One strength of this study is that given that the study included primary data, secondary data, and anthropometry measurements, several variables were included that had not been previously investigated in a study setting. In addition, cases and controls were enrolled by accurately measuring newborn weight within 1 hour of delivery to avoid discrepancies.
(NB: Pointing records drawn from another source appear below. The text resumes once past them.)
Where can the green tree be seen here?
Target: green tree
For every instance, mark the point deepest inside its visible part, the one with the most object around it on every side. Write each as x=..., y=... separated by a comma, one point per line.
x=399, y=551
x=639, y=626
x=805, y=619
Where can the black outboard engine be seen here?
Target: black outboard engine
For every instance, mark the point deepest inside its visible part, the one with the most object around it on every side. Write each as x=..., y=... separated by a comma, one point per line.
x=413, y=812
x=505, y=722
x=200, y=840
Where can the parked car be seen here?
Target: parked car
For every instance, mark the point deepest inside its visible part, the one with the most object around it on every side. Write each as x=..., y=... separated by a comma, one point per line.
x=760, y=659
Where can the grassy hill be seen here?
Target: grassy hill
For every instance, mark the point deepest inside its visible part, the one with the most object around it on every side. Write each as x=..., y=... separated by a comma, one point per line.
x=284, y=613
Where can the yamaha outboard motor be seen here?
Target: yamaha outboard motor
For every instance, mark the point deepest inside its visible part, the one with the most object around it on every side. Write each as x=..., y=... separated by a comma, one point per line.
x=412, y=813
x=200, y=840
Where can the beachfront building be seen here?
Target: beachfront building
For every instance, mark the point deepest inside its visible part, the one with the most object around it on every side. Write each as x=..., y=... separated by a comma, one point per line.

This study had some limitations. Our research might have been subject to recall bias; however, we used strategies—careful selection of the study question and employment of local data collectors familiar with the community culture—that might have reduced recall bias. Another study limitation was the use of first-trimester weight information recorded on the antenatal chart as a proxy for pre-pregnancy weight, which might have led to misclassification bias. However, we believe this bias was negligible given that GWG occurs largely in the third trimester. 48
Conclusion
Determinants of macrosomia were identified in this study. GWG, physical activity during pregnancy, and antenatal follow up were the modifiable determinants of macrosomia, whereas newborn sex was a non-modifiable factor of macrosomia. Accordingly, the government must place special emphasis on reducing the modifiable factors of macrosomia.
Footnotes
Acknowledgements
We would like to thank hospital managers, study participants, data collectors, and supervisors for their support of the overall research procedure.
Declaration of conflicting interests
The authors declare that there is no conflict of interest.
Funding
The authors received no financial support for the research, authorship, and publication of this study.